A exposição “Presença Negra no Arquivo: Luiz Gama, articulador da liberdade” apresenta manuscritos de Gama, como o livro “Matrículas de Africanos Emancipados (1864)”, e evidencia sua influência na imprensa da época, onde suas crônicas e artigos expunham as contradições do regime escravocrata e pressionavam o sistema judiciário a reconhecer a liberdade dos negros.
A imprensa negra pós-abolição e a continuidade da luta
A influência de Luiz Gama na imprensa reverberou nas décadas seguintes, inspirando a criação de jornais negros no período pós-abolição, que passaram a registrar e divulgar a resistência e a organização da população negra. Jornais como A Voz da Raça e O Clarim d’Alvorada assumiram o papel de informar e mobilizar as comunidades negras na luta por direitos, ampliando a discussão sobre cidadania plena.
Thiago Nicodemo, diretor do APESP, destaca:
“A imprensa negra surgiu como uma ferramenta de resistência e articulação política da população negra. A exemplo de Luiz Gama, esses veículos desempenharam um papel crucial na construção da identidade negra no Brasil, registrando a cultura, a luta por moradia, trabalho e a resistência ao racismo estrutural.”

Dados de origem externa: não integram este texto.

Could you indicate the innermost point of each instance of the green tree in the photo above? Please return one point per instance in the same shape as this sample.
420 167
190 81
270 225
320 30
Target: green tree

O reconhecimento da UNESCO fortalece a importância do arquivo de Luiz Gama e reafirma a necessidade de preservar e divulgar a memória negra no Brasil. Esse acervo, que já é uma das maiores coleções sobre o abolicionista no país, continua a servir como fonte para novas pesquisas e para inspirar futuras gerações a compreender o papel da imprensa na construção da cidadania e na luta por justiça social.
Preservação da memória negra como justiça histórica

A certificação da UNESCO ao acervo de Luiz Gama como patrimônio da humanidade reafirma a relevância da imprensa como espaço de luta e resistência da população negra. A preservação desses documentos permite que as novas gerações conheçam e valorizem a história a partir da perspectiva dos protagonistas negros, combatendo a invisibilidade de suas contribuições.
A equipe do APESP, com o apoio de pesquisadores como Bruno Rodrigues de Lima, do Instituto Max Planck, fundador da Sociedade Luiz Gama e organizador das obras completas do abolicionista. Foi graças ao trabalho de organização de Lima que o projeto nasceu e pôde se candidatar ao programa da UNESCO. Esse reconhecimento não apenas destaca a importância de Luiz Gama, mas também representa um passo significativo para a recém-criada exposição “Presença Negra no Arquivo: Luiz Gama, articulador da liberdade (1830-1882)”.


Conclui Guilherme Vieira, diretor técnico do Centro de Difusão e Apoio à Pesquisa do APESP.
“Preservar a memória documental é garantir que a história seja contada por quem a viveu. Os documentos de Luiz Gama provam que o conhecimento e a palavra escrita foram suas maiores armas contra a opressão.”

A exposição
A exposição “Presença Negra no Arquivo: Luiz Gama, articulador da liberdade (1830-1882)” está aberta ao público no térreo do Arquivo Público do Estado de São Paulo, localizado na Rua Voluntários da Pátria, 596, Santana (próximo à estação Portuguesa-Tietê do Metrô). O horário de funcionamento é de segunda a sexta-feira, das 9h às 17h.